The issue is going to be what individual publications are willing to accept. Each publication can set its own policies about this. By and large I think these will be set by one of three factors:

  • Pride. The publishers of small hobby mags that don't make any money often seem to want totally pristine stories that have never appeared anywhere in any form. As far as I can tell, this seems to be purely a matter of pride. The individual sales of these mags is so small that it is doubtful that publishing something that has already been read by 50 people elsewhere is going to have any impact on the current mag's sales. But this kind of publishing is mostly about vanity, where the vanity the publisher is seeking is potentially making a "discovery". So it is not a discovery if it has been published elsewhere.

  • Exhaustion. Publishers may hesitate to republish something because they fear that the previous publication has exhausted demand. All the copies that can be sold have already been sold. This is unlikely in the case of blog only read by family members -- unless the work is not good enough to be read by anyone other than family members, in which case the issue is moot since there is no money to be made by publishing it anyway.

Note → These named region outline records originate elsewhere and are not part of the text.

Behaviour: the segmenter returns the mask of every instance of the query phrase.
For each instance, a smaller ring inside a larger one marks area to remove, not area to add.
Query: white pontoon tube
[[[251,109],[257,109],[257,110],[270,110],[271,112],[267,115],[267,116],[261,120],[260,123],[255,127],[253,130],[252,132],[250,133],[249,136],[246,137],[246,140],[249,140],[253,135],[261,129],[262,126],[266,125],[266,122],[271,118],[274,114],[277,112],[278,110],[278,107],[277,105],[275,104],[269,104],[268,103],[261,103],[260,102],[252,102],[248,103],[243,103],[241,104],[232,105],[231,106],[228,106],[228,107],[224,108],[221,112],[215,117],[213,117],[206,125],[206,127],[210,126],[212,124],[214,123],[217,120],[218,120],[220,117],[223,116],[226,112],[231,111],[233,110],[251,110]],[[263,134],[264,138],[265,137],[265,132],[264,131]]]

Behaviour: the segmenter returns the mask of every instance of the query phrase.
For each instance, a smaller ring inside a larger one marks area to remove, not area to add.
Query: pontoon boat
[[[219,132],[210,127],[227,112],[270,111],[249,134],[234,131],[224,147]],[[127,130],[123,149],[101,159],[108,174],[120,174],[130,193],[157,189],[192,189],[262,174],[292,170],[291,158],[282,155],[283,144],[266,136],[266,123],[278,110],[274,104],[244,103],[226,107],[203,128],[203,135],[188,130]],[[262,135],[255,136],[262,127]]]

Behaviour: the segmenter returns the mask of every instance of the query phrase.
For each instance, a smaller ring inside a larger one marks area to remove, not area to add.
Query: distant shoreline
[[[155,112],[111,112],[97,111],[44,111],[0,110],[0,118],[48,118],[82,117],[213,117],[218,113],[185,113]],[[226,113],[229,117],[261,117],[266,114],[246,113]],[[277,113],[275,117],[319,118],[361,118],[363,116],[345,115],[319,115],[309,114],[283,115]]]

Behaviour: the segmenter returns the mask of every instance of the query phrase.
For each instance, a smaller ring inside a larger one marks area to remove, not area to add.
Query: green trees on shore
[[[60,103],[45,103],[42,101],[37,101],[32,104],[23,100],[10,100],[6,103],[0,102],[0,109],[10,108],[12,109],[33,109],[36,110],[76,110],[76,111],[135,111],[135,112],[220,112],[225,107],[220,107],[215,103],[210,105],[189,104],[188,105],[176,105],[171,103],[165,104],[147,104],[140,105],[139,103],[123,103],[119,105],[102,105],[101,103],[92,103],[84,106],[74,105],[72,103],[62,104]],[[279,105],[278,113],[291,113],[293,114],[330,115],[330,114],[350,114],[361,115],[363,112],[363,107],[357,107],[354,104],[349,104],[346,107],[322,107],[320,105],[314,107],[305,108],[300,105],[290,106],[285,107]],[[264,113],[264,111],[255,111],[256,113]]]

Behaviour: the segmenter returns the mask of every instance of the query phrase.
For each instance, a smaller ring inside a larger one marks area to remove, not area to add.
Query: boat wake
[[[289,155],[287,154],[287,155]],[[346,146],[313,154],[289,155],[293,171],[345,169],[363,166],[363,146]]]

  • Platform. On the other hand, successful prior publication can establish the demand for a work. This was the case with my book Every Page is Page One. Most of the book was first published on my blog and I was able to demonstrate demand and interest in the subject matter based on the viewing figures and the wealth of comments the blog posts attracted. This is often called "building a platform" and having built a platform can be a great asset in getting a publishing deal. (It is worth noting here that some successful self-published works get picked up by mainstream publishers because they see the demand is there and that the author has built a platform that can be used to sell this and subsequent works.)

So, your blog posts could be a hindrance or a big help, or essentially irrelevant, depending on the nature of the publishers interest and the type of rewards they are looking for when they publish.